Alaska News

38 minutes of fear: Alaskans in Hawaii get terrifying practice run at a missile crisis

When an alert of an incoming ballistic missile began popping up on cellphones all over Hawaii, vacationing Alaskans were among those panicked and scrambling for safety and information.

The false alert came just after 8 a.m. Saturday when an employee pushed the wrong button at shift change, Hawaii Gov. David Ige told reporters in Hawaii.

But for 38 minutes, Alaskans in the Hawaiian Islands were scared and confused, just like locals. Alaskans by the planeload land daily in Hawaii, a popular destination during the darkest, coldest months here. Suddenly, dream vacations were punctuated with moments of terror.

[Hawaii receives false alert about missile attack, sending people scrambling]

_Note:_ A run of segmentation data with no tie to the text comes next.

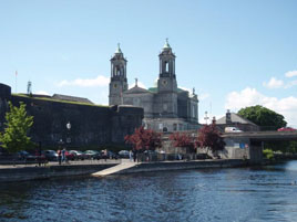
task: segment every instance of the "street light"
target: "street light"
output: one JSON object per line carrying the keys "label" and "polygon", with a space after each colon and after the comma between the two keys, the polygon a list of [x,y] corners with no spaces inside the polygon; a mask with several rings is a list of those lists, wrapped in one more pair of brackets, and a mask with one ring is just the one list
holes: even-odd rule
{"label": "street light", "polygon": [[71,138],[70,138],[71,124],[70,124],[70,121],[68,121],[68,124],[66,124],[66,129],[68,129],[66,142],[70,144],[71,142]]}

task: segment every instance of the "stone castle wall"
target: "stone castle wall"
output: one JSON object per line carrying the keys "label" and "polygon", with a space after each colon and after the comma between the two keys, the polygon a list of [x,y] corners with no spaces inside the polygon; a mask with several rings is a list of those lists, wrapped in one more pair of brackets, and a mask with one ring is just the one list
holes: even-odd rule
{"label": "stone castle wall", "polygon": [[[94,106],[63,103],[52,99],[9,95],[9,86],[0,85],[0,123],[3,124],[7,102],[27,104],[27,112],[34,117],[30,136],[44,147],[55,147],[60,141],[71,147],[100,147],[123,144],[124,136],[141,126],[143,109],[127,106]],[[3,92],[3,94],[2,94]],[[66,124],[71,124],[71,129]]]}

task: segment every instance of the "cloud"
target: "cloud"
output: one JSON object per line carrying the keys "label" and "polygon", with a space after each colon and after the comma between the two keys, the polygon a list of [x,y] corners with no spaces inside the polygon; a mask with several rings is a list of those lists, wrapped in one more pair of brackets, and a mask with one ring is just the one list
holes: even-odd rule
{"label": "cloud", "polygon": [[38,92],[34,92],[34,94],[38,94],[38,95],[47,95],[49,96],[50,94],[45,91],[38,91]]}
{"label": "cloud", "polygon": [[110,78],[103,75],[99,75],[95,78],[76,78],[74,81],[61,81],[57,85],[63,86],[80,86],[80,87],[95,87],[95,86],[107,86]]}
{"label": "cloud", "polygon": [[264,82],[263,85],[267,88],[280,88],[284,86],[284,82],[275,77],[272,77],[268,83]]}
{"label": "cloud", "polygon": [[288,71],[285,73],[286,77],[294,77],[297,76],[297,71]]}
{"label": "cloud", "polygon": [[295,85],[297,85],[297,81],[291,81],[285,86],[285,88],[290,88],[290,87],[293,87]]}
{"label": "cloud", "polygon": [[199,101],[205,101],[206,98],[208,98],[211,95],[208,93],[203,93],[199,95]]}
{"label": "cloud", "polygon": [[281,114],[288,125],[297,127],[297,97],[268,97],[255,88],[246,87],[240,92],[231,92],[226,97],[225,109],[237,112],[247,106],[262,105]]}
{"label": "cloud", "polygon": [[[129,89],[130,88],[133,88],[134,86],[135,86],[135,82],[129,84]],[[140,81],[137,81],[137,86],[141,87],[141,88],[146,88],[146,86],[142,82],[140,82]]]}
{"label": "cloud", "polygon": [[192,93],[193,92],[193,89],[190,89],[190,88],[183,87],[183,86],[178,86],[178,88],[182,88],[183,91],[187,91],[188,93]]}

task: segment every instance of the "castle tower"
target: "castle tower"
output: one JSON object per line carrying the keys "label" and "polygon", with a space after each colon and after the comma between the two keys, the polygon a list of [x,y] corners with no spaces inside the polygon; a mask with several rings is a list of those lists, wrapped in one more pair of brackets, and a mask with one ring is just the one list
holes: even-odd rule
{"label": "castle tower", "polygon": [[126,62],[119,43],[111,59],[110,106],[123,104],[123,92],[127,89]]}
{"label": "castle tower", "polygon": [[177,92],[177,83],[175,77],[175,54],[172,52],[168,39],[158,55],[160,57],[160,75],[157,87],[158,92]]}

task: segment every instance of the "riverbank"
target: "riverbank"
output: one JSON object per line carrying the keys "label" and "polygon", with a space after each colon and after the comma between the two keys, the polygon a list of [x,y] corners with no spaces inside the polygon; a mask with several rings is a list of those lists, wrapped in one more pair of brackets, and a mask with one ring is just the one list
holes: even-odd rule
{"label": "riverbank", "polygon": [[[129,160],[126,160],[129,161]],[[115,162],[98,163],[98,165],[63,165],[63,166],[44,166],[44,167],[0,167],[0,182],[17,182],[28,180],[41,180],[59,177],[90,176],[94,172],[116,166]],[[171,171],[186,169],[204,169],[204,168],[235,168],[246,167],[247,161],[239,159],[229,160],[195,160],[195,161],[164,161],[164,162],[141,162],[132,168],[124,169],[114,175],[135,173],[135,172],[153,172],[153,171]]]}

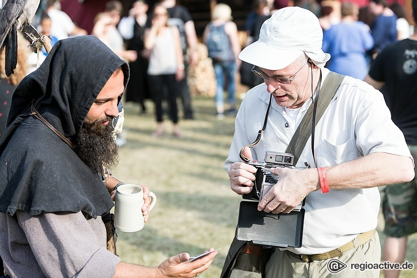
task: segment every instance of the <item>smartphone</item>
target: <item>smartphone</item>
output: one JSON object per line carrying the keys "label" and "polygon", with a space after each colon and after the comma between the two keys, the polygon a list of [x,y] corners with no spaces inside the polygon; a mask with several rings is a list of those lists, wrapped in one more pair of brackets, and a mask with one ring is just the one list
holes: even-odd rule
{"label": "smartphone", "polygon": [[195,260],[197,259],[199,259],[199,258],[202,258],[203,257],[207,256],[207,255],[208,255],[208,254],[209,254],[211,252],[214,252],[214,251],[217,251],[217,250],[220,250],[220,249],[221,249],[221,248],[218,248],[217,249],[215,249],[214,250],[213,250],[212,251],[207,251],[207,252],[205,252],[204,253],[202,253],[201,254],[196,255],[195,256],[193,256],[192,257],[190,258],[190,259],[189,259],[188,260],[187,260],[185,262],[192,262],[192,261],[194,261],[194,260]]}

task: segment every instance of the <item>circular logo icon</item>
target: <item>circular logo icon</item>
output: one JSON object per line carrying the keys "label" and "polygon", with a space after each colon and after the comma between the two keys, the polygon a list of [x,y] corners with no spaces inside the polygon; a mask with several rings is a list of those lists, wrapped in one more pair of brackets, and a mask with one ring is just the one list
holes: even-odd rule
{"label": "circular logo icon", "polygon": [[338,273],[347,267],[347,265],[338,259],[332,259],[327,262],[327,270],[331,273]]}
{"label": "circular logo icon", "polygon": [[404,62],[402,65],[404,72],[407,75],[413,75],[417,71],[417,61],[410,59]]}

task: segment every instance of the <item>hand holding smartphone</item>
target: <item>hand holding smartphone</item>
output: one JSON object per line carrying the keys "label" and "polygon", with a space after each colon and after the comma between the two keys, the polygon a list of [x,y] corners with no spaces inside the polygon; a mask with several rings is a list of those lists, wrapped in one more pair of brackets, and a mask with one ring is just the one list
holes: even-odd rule
{"label": "hand holding smartphone", "polygon": [[214,251],[217,251],[217,250],[220,250],[220,249],[221,249],[221,248],[218,248],[217,249],[215,249],[214,250],[212,250],[211,251],[207,251],[207,252],[205,252],[204,253],[202,253],[201,254],[199,254],[198,255],[193,256],[192,257],[191,257],[190,258],[190,259],[189,259],[188,260],[187,260],[185,262],[192,262],[192,261],[194,261],[194,260],[195,260],[197,259],[199,259],[199,258],[202,258],[203,257],[207,256],[207,255],[208,255],[208,254],[209,254],[210,253],[211,253],[212,252],[214,252]]}

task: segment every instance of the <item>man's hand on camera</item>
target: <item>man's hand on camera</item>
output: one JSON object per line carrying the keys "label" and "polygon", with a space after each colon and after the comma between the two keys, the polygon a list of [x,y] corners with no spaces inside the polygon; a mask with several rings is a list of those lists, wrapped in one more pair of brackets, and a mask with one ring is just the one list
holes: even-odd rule
{"label": "man's hand on camera", "polygon": [[258,206],[260,211],[272,211],[273,213],[288,213],[298,205],[311,191],[311,178],[308,170],[286,168],[272,168],[271,173],[280,176],[278,182],[260,200]]}
{"label": "man's hand on camera", "polygon": [[230,167],[230,188],[238,194],[246,194],[254,186],[256,168],[243,162],[235,162]]}

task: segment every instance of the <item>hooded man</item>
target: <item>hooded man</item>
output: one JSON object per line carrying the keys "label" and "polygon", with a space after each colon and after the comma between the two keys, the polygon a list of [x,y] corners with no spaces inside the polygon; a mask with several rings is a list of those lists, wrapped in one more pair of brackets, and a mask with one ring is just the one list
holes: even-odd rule
{"label": "hooded man", "polygon": [[117,161],[112,123],[128,79],[125,61],[83,36],[58,41],[16,88],[0,139],[0,255],[10,277],[192,277],[212,262],[216,252],[188,263],[183,253],[147,268],[106,248],[102,216],[114,203],[102,176]]}
{"label": "hooded man", "polygon": [[[337,273],[338,277],[378,277],[378,267],[355,268],[365,262],[380,262],[376,187],[408,181],[414,176],[404,135],[391,120],[380,92],[342,76],[333,97],[323,95],[329,96],[328,105],[324,104],[326,98],[321,96],[330,91],[329,80],[338,75],[324,68],[330,56],[321,50],[322,39],[313,14],[288,7],[265,21],[259,40],[239,55],[256,66],[253,71],[264,83],[248,92],[236,115],[225,163],[232,190],[245,194],[254,187],[257,169],[240,157],[262,161],[267,151],[287,152],[293,136],[298,140],[303,131],[308,132],[305,143],[295,144],[296,152],[301,149],[296,168],[273,168],[279,179],[257,204],[260,211],[282,213],[285,218],[305,198],[301,246],[274,248],[266,265],[267,278]],[[321,118],[313,117],[296,132],[304,126],[305,115],[323,110]],[[252,153],[245,148],[250,145]],[[241,150],[244,155],[239,157]]]}

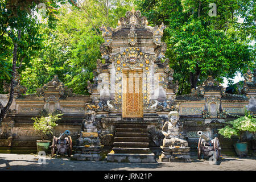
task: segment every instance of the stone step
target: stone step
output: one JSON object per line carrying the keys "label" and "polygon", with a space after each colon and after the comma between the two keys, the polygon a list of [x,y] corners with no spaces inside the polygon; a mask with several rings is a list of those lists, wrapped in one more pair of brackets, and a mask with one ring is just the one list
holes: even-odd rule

Sitka's Caroline Mau, her husband and three children were staying in a rental on the 35th floor of the Royal Kuhio in Waikiki, part of Honolulu on the island of Oahu. Her toddler was playing with her phone when it made a strange, loud noise.

"It was almost like a fire alarm," Mau, 31, said a few hours later. She wondered what her toddler had gotten into. "What the heck is going on? I never heard my phone make that sound. I didn't even know it could."

She grabbed the phone and saw the message: "Emergency alert: Extreme." Get to shelter. It was not a drill, the warning said.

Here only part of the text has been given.